Un caso documentato: il corpo intatto per 49 giorni e il mistero del bardo
1933, California. Una donna tibetana muore improvvisamente. Il marito, praticante buddhista, inizia subito la lettura del Bardothödol. Per 49 giorni il corpo resta intatto, morbido, privo di decomposizione. Poi, il cambiamento: il corpo si irrigidisce. Di colpo.

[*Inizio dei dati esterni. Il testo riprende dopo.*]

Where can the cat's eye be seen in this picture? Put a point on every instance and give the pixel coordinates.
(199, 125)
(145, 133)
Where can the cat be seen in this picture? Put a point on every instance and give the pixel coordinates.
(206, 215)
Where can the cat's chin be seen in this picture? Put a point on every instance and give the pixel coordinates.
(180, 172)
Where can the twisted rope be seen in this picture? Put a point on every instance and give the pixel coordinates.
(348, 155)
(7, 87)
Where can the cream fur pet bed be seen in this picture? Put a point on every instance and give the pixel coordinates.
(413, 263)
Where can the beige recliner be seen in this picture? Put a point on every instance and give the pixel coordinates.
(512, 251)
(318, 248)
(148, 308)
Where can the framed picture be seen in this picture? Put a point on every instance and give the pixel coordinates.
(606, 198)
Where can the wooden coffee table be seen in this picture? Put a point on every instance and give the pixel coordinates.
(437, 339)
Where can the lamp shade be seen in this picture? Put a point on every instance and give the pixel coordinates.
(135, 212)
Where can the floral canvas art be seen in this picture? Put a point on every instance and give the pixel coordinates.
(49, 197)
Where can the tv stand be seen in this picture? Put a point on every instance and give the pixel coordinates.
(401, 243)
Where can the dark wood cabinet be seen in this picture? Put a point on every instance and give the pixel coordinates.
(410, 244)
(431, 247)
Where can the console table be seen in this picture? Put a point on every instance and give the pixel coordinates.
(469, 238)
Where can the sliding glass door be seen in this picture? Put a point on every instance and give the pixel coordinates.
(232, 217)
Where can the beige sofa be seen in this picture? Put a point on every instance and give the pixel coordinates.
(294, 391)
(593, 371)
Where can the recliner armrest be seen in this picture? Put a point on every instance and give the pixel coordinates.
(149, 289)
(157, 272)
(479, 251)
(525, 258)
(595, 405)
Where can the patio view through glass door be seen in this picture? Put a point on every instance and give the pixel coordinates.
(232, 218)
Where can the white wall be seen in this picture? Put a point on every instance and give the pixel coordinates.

Sono esattamente i 49 giorni indicati dal testo per il viaggio dell’anima nel bardo. Nessuna spiegazione scientifica è mai stata data. Testimoni e medici confermano: qualcosa è successo. Qualcosa che non rientra nei parametri del razionale.
Un episodio che mette in discussione il nostro modo di intendere il corpo. Il tempo. La coscienza.
Il Libro tibetano dei morti nella cultura pop: Jung, Bowie e la psicologia del morire
Carl Gustav Jung lo definì una “mappa precisa dei processi psichici della morte”. Per lui, il Bardothödol era una guida all’inconscio, non solo un testo religioso.
David Bowie lo cita nell’album Blackstar, Gaspar Noé gli dedica un film (Enter the Void), i Beatles e i Pink Floyd lo evocano nei testi.
Perché? Perché non parla solo di morte. Parla di identità. Parla del passaggio. Della libertà. Della possibilità di riconoscere sé stessi, anche nell’ultimo respiro.
Una guida per l’anima, non un dogma: la funzione del Bardothödol
Il Libro tibetano dei morti non chiede fede. Non impone dottrine. Dice solo: anche nell’ultima ora, la coscienza è viva. E ha bisogno di una guida. Di una voce. Di una presenza.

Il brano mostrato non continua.